In some embodiments, further comprising:

and responding to the data object smaller than the threshold value, not starting pre-reading, directly reading the data to be read from the corresponding data object and returning to an upper layer.

In some embodiments, further comprising:

acquiring and analyzing the object name of the corresponding data object to obtain an object number and a storage volume name;

determining a corresponding storage pool according to the storage volume name and acquiring the number of PGs in the storage pool;

and determining the number of the next data object according to the number of the objects and the number of the PGs, and further determining the name of the next data object.

In some embodiments, further comprising:

and reading all data in the next data object and putting the data into the buffer memory of the bluestore layer.

In some embodiments, further comprising:

acquiring the size of preset data read in advance each time;

judging whether all the data left in the corresponding data object is smaller than the size of the pre-read data each time;

and in response to that all the data left in the corresponding data object is smaller than the size of the data read in advance each time, reading the data with the corresponding size from the next data object so as to enable the data read in advance to reach the size of the data read in advance each time.

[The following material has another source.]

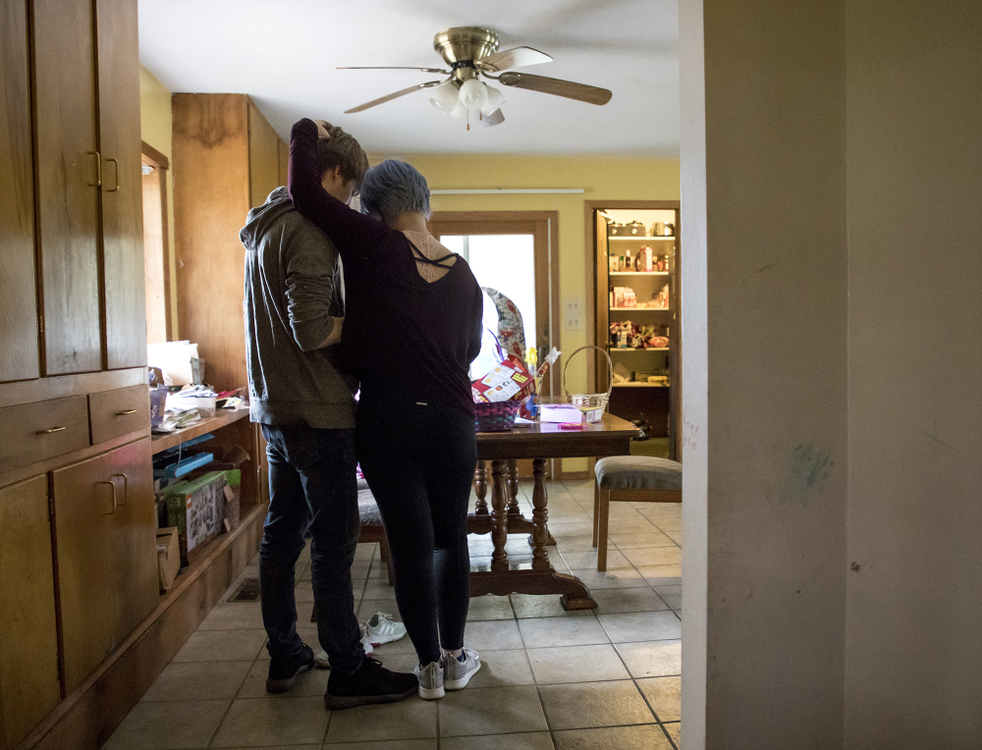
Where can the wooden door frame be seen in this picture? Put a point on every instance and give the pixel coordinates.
(544, 225)
(590, 209)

Based on the same inventive concept, according to another aspect of the present invention, an embodiment of the present invention further provides a data processing system, including:

the acquisition module is configured to respond to the received read IO and acquire the number of times that a data object corresponding to the read IO is read within a preset time period;

the pre-reading module is configured to respond that the read times are not less than a threshold value, start pre-reading and read all the remaining data in the corresponding data object according to the address offset in the read IO;

and the return module is configured to screen the data to be read corresponding to the read IO from all the remaining data according to the address length in the read IO, return to an upper layer and place the remaining data into the cache of the bluestore layer.

Based on the same inventive concept, according to another aspect of the present invention, an embodiment of the present invention further provides a computer apparatus, including:

at least one processor; and

a memory storing a computer program operable on the processor, the processor executing the program to perform the steps of any of the data processing methods as described above.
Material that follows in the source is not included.